“Every new beginning comes from some other beginning’s end.”
I was never sure I was going to make it to the end. At various points, I wanted to give up, to board the next flight back to the States, and friends, and family, and comfort. Comfort in this case takes on a lot of different meanings. I could be talking about a soft bed to sleep in. A hot shower. Reliable internet. Having more than two changes of clothes to choose from. The ability to flush toilet paper down the toilet. Breakfast with eggs and bacon. Real coffee. Walking up to a stranger and starting a conversation in English, knowing they will be able to understand me.
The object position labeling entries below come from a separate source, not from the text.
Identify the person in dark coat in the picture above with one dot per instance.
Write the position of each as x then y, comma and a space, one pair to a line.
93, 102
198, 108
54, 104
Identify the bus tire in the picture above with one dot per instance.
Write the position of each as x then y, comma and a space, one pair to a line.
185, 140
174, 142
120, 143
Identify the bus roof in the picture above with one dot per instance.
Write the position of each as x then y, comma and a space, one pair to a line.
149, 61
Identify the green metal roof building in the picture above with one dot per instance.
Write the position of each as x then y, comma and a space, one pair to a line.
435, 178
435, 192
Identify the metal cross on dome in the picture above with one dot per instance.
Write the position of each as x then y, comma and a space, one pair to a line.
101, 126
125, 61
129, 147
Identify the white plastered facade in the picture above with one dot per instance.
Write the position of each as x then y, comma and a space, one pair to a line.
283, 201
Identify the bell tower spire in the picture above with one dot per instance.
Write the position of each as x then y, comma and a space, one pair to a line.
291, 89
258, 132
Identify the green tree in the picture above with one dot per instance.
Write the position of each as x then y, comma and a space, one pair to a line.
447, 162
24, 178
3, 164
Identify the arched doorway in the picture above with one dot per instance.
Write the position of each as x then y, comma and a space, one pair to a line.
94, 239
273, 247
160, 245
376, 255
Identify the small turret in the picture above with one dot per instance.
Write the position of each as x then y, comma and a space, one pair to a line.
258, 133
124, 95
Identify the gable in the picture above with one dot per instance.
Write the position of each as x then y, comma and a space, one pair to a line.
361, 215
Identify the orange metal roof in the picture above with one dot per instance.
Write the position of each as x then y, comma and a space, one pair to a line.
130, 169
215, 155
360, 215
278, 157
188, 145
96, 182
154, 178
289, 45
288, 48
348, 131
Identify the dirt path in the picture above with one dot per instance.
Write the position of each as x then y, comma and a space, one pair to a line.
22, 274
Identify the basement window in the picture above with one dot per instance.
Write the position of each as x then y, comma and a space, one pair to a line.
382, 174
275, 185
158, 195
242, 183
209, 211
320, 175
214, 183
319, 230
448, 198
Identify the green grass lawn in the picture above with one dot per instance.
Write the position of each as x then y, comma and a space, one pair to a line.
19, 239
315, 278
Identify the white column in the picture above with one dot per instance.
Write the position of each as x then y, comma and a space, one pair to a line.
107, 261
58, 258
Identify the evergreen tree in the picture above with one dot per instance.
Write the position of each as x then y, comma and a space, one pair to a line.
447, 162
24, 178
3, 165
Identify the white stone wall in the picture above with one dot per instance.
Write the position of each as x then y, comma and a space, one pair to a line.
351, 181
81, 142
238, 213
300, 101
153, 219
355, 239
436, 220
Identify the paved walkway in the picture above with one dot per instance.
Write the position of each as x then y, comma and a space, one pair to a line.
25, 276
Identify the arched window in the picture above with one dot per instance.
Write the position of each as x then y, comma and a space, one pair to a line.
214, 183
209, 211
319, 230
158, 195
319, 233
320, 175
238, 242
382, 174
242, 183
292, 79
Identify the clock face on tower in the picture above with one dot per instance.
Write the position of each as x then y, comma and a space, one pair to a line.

Most of all, I wanted to get back the certainty of all those things and to stop worrying about where I was going to sleep at night, when my next meal was coming, and what to do next. Yet I kept going, driven forward by some primal need to prove myself–to myself.
The sun rises over the Atlantic Ocean. I know this; I’ve seen it from João Pessoa, Brazil. And the sun sets over the Pacific. I’ve seen this, too–in Huanchaco, Peru. Each sunset is an ending. The day is over. Work is done. Time to wind down and relax. The sunset of my trip is the opposite. For three months, I’ve been on my own personal adventure. I’ve indulged my whims and fantasies as I saw fit, with no need to consider anyone else. Now it’s time to get back to work. I’ve proven that I can handle what the world throws at me. Now the world needs me to give something back.
The truest words from Semisonic’s “Closing Time” are on repeat in my head. A journey that feels like it just began is coming to an end. But I haven’t left South America. I’m just not physically there anymore. Ten years ago, I spent one month in Brazil. Ever since, I’ve felt a kinship with this strange land a quarter of the way around the world. Maybe I didn’t see it at the time, but there was a spark at the moment I arrived in Santiago. The connection that had been severed was retied. The places I’ve been, the people I’ve met; they are all here with me, now and forever.